10 Daarom zullen de vaders de kinderen eten in het midden van u, en de kinderen zullen hun vaderen eten; en Ik zal gerichten onder u oefenen, en zal al uw overblijfsel in alle winden verstrooien.
Por eso los padres comerán a los hijos en medio de ti, y los hijos comerán a sus padres.

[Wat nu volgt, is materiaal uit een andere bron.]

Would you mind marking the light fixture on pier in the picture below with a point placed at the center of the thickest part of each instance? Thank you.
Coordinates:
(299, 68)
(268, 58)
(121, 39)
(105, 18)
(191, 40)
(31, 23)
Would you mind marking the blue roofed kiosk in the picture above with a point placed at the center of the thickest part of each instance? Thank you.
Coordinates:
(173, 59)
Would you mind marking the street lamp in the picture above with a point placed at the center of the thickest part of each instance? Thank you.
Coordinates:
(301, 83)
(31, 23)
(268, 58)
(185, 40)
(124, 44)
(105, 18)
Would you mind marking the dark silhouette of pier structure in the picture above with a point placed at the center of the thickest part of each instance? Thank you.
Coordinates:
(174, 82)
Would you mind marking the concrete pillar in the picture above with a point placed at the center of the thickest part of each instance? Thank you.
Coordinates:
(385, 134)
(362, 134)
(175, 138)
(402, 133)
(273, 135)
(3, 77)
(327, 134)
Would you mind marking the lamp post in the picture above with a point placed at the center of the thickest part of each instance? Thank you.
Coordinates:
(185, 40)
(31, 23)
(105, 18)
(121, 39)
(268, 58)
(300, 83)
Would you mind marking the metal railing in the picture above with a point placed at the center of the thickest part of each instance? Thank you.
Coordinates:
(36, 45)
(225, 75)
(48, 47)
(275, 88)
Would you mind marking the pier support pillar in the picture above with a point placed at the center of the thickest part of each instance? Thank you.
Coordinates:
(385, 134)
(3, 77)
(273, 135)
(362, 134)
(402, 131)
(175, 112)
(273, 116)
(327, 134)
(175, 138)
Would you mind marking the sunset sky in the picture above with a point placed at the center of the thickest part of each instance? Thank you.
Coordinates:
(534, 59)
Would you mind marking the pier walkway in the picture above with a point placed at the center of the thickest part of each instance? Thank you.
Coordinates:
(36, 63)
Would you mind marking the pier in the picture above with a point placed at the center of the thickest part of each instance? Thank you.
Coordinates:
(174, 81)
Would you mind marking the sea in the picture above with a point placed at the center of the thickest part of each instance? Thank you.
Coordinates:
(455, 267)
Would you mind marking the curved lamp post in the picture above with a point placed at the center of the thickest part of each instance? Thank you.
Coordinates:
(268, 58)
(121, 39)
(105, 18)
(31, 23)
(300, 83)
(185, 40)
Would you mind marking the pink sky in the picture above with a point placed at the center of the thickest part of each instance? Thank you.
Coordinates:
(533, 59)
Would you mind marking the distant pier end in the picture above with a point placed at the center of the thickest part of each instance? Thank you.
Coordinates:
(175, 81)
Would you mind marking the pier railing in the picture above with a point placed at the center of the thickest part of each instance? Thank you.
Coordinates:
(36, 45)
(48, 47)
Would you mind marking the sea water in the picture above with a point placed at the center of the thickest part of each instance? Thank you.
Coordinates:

Ejecutaré contra ti juicios, y todo cuanto de ti quedare lo esparciré a todos los vientos.
11 Daarom zo waarachtig als Ik leef, spreekt de Heere HEERE (omdat gij Mijn heiligdom verontreinigd hebt met al uw verfoeiselen, en met al uw gruwelen), zo Ik ook niet daarom u verminderen, en Mijn oog u niet verschonen zal, en Ik ook niet zal sparen!
Por lo cual ¡vivo yo! dice Yahvé, el Señor, por cuanto has contaminado mi santuario con todas tus ignominias y todas tus abominaciones, también Yo te castigaré; mi ojo no perdonará, y no tendré más piedad (de ti).
12 Een derde deel van u zal van de pestilentie sterven, en zal door honger in het midden van u te niet worden; en een derde deel zal in het zwaard vallen rondom u; en een derde deel zal Ik in alle winden verstrooien, en Ik zal het zwaard achter hen uittrekken.
Una tercera parte de ti morirá de peste y será consumida de hambre en medio de ti; otra tercera parte caerá en torno tuyo al filo de la espada; y la otra tercera parte la esparciré a todos los vientos, y desenvainaré la espada en pos de ellos.
13 Alzo zal Mijn toorn volbracht worden, en Ik zal Mijn grimmigheid op hen doen rusten, en Mij troosten; en zij zullen weten, dat Ik, de HEERE, in Mijn ijver gesproken heb, als Ik Mijn grimmigheid tegen hen volbracht zal hebben.
Así se desfogará mi ira y saciaré mi indignación en ellos y quedaré satisfecho; y ellos conocerán que Yo Yahvé he hablado en mi celo, cuando desahogue en ellos mi ira.
14 Daartoe zal Ik u ter woestheid en ter smaadheid zetten onder de heidenen, die rondom u zijn, voor de ogen van al degene, die voorbijgaat.
Y te convertiré en desierto y en oprobio de las naciones circunvecinas, a los ojos de todos los que pasan.
15 Zo zal de smaadheid en hoon een onderwijs en ontzetting den heidenen zijn, die rondom u zijn, wanneer Ik over u gerichten in toorn, en in grimmigheid, en in grimmige straffen oefenen zal; Ik, de HEERE, heb het gesproken!
Serás un objeto de ignominia y de escarnio, para escarmiento y espanto de las naciones que te rodean, cuando Yo ejecute en ti juicios con ira e indignación y con los castigos de mi cólera,
16 Wanneer Ik de boze pijlen des hongers tegen hen uitzenden zal, die ten verderve zijn zullen, die Ik uitzenden zal om u te verderven; zo zal Ik den honger over u vermeerderen, en u den staf des broods breken.
—pues Yo, Yahvé, he hablado— y cuando Yo arroje sobre ellos las terribles saetas del hambre, que serán para destrucción y que Yo lanzaré para destruiros, aumentando entre vosotros el hambre y quebrando vuestro báculo de pan;
17 Ja, honger en boos gedierte, die u van kinderen beroven zullen, zal Ik over u zenden; ook zal pestilentie en bloed onder u omgaan; en het zwaard zal Ik over u brengen; Ik, de HEERE, heb het gesproken!
y Yo enviaré sobre vosotros el hambre y las bestias feroces, las cuales te dejarán sin hijos; y cuando la peste y la sangre pasen por medio de ti y Yo descargue sobre ti la espada. Yo, Yahvé, he hablado.”